En los días que siguieron volvió a tomar el mismo tren a la misma hora y ocupó el mismo coche que había ocupado aquella tarde, esperando que el desconocido apareciera una vez más. Ahora sentía claramente que alguien –el fantasma de un hombre– había obtenido su cuerpo y esta conjetura la perturbaba y la avergonzaba sin que la vergüenza pudiese en ningún momento sobrepujar a la perturbación excitante que la encendía.

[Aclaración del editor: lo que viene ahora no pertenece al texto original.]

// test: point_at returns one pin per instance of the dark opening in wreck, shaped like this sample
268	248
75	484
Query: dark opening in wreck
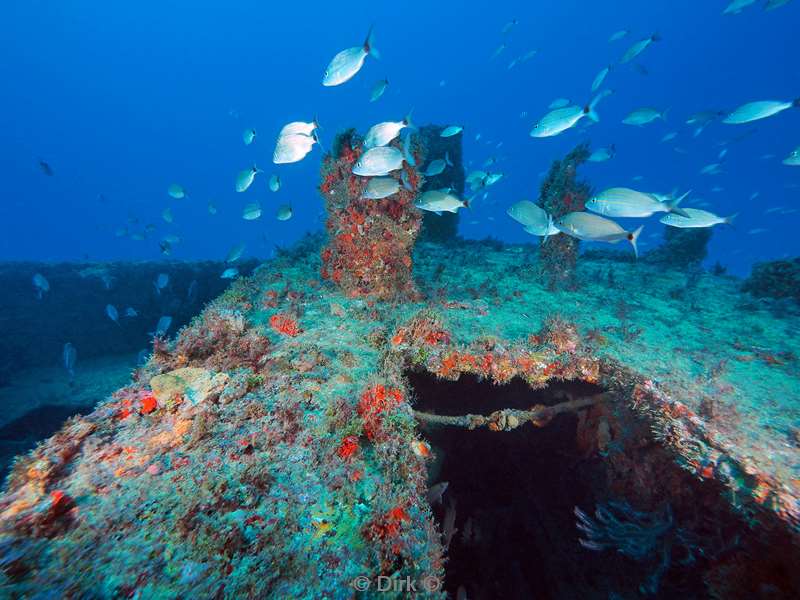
514	495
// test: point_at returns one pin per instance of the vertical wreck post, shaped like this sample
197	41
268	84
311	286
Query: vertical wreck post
369	247
562	193
444	227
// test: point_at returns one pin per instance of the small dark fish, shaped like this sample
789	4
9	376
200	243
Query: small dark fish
46	168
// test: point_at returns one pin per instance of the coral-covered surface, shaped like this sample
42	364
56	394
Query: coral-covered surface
561	193
271	449
775	279
370	241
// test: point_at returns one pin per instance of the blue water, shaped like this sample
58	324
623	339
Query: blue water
122	99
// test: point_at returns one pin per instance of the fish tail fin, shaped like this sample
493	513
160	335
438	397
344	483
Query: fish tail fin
591	110
408	122
315	135
633	237
674	208
407	155
549	226
369	44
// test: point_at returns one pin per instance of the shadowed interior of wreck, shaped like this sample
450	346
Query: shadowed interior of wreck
514	495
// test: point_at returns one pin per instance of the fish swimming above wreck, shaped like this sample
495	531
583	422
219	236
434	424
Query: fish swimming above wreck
539	340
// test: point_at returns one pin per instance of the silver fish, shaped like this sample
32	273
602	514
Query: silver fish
274	183
533	218
625	202
618	35
753	111
284	212
245	178
69	355
383	133
639	47
696	218
381	187
436	167
643	116
378	90
41	284
251	211
378	161
600	78
602	154
440	201
235	253
160	282
347	63
176	191
298	128
594	228
293	148
793	160
451	130
561	119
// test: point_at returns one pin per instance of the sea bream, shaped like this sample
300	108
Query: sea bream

La espera fue inútil porque el desconocido no volvió a presentarse y si lo hubiera hecho tampoco ella lo habría reconocido. Su litigio la enfrentaba a una figuración viciosa que era toda su ilusión, y a un secreto vergonzante y solapado que debía guardar celosamente: el deseo irrefrenable –debió admitir sin poder contener el llanto– de entregarse a desconocidos que le pagaran por un instante fugaz. Pero este sentimiento, enjuiciable tal cual ella lo consideraba, pertenecía ahora a su naturaleza, le había sido revelado en la ordinaria rutina de la tarde de un perverso y llevaba consigo la fuerte atracción que produce todo lo desconocido. La curiosidad la devoraba.

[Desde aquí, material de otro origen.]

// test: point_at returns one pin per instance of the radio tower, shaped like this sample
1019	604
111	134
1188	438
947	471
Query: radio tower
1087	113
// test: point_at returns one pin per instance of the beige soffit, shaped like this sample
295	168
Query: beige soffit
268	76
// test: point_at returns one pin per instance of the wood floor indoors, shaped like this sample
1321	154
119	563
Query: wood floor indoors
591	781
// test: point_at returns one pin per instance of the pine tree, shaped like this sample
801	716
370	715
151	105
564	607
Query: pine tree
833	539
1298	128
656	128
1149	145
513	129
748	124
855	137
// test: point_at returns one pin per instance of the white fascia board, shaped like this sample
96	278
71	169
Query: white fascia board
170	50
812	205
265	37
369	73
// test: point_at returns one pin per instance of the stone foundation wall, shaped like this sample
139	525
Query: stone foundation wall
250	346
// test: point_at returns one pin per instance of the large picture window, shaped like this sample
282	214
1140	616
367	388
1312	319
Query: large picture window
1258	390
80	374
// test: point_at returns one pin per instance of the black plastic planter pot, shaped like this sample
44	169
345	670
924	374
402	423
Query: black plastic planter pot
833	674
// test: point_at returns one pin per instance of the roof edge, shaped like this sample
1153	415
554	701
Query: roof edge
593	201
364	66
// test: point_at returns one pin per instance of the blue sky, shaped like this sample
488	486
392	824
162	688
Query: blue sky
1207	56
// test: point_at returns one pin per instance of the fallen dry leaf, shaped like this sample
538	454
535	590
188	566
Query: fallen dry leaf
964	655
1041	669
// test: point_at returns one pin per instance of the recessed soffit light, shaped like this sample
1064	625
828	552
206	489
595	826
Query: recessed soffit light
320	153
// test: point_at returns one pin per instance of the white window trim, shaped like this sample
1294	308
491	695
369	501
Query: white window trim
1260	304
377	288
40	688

–Yo quería saber –confesó Astrid– qué se siente al vender el propio cuerpo, mi curiosidad me empujaba, como dije antes y, si vamos al caso, todavía hoy me empuja.

Estuve a punto de preguntarle algo que me pareció demasiado íntimo y brusco y entonces me contuve y permanecí callado. Pero, curiosamente, ella interpretó mi silencio o, mejor dicho, la pregunta que mi silencio velaba: “Te puedo decir –comentó sin mirarme– que he conocido momentos extraordinarios”. Entonces quise saber si se sentía feliz, o si esos momentos la hacían feliz. Movió la cabeza manifestando duda y, al fin, murmuró: “Lo poco que sé es que un accidente de quince segundos puede ser suficiente para definir un destino. En cuanto a lo otro, no se trata exactamente de felicidad, se trata de algo más simple, creo. Es el placer, y nada más”.

En medio de un nerviosismo inocultable, sobrevino entonces una discusión trivial sobre los aspectos diversos de la sexualidad en las mujeres y en los hombres, se habló de la influencia del medio en el comportamiento erótico de las personas y hubo mujeres que se atrevieron a competir con Astrid exaltando un presunto aspecto “mercantil” del erotismo femenino. Poco después, mientras volvía a sonar “Fly me to the moon” y empezábamos a irnos, Astrid nos dijo que había sido una noche espléndida pero creo que cada uno de nosotros sintió que se burlaba un poco amargamente de todos y también de ella misma.